I really appreciate how constructive the discussion on this forum is, and thank you for letting me be part of it; I’m trying to respect it even if I write too many words!
A big improvement in Hopscotch’s string handling would be to ensure that operations on strings are in terms of code points, rather than code units. For the symbols that are available in the emoji keyboard in HS, I think that would maintain the abstraction of “strings” as sequences of “characters” that can be typed into a string and extracted from a string individually.
Here’s what I mean by “character in … at” returning only the characters that I entered. When I look at a keyboard, I see one symbol per key, whether that’s an “A” or a smiley face emoji. I hit a key once, and one symbol shows up. A string is a sequence of those symbols. The length of the string should be the number of symbols.
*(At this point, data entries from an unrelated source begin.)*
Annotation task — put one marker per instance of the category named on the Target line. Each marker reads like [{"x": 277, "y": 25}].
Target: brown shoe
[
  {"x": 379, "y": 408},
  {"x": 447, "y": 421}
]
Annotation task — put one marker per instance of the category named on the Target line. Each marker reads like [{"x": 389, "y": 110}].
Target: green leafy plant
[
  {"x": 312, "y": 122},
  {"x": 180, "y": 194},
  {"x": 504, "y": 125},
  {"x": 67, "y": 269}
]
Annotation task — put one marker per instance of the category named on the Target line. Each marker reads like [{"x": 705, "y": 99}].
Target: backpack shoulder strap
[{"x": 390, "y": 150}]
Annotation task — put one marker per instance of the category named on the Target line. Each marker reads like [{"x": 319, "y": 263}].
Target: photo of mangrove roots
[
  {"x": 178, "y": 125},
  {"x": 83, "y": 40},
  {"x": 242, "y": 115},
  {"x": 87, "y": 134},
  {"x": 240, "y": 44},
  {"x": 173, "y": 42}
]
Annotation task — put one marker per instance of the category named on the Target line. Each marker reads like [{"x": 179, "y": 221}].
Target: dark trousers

If I type three symbols, saved in a string in variable “Label”, then “character in (Label) at (0)” should be the first symbol I typed, and “… at (1)” to be the 2nd symbol, and “… (2)” to be the 3rd. I shouldn’t have to care about the difference between simple letters and emojis.
There may be regex for detecting multi-code-unit characters, but that is its own steep learning curve.
There is another layer of Unicode complexity, which I’m not expecting to be part of Hopscotch’s string handling anytime soon. Sometimes the thing you’d look at and call a single symbol is more complicated, like a letter with a special accent. The letter and the accent might each be one code point, so now the symbol (a “grapheme cluster”) is composed of multiple code points, which in turn need multiple code units. So, even more sophisticated string parsing could be in terms of grapheme clusters, rather than code points. But since this is stepping outside what you can easily access from the HS keyboard it seems more complicated than necessary.
sorry for the essay. I’m old.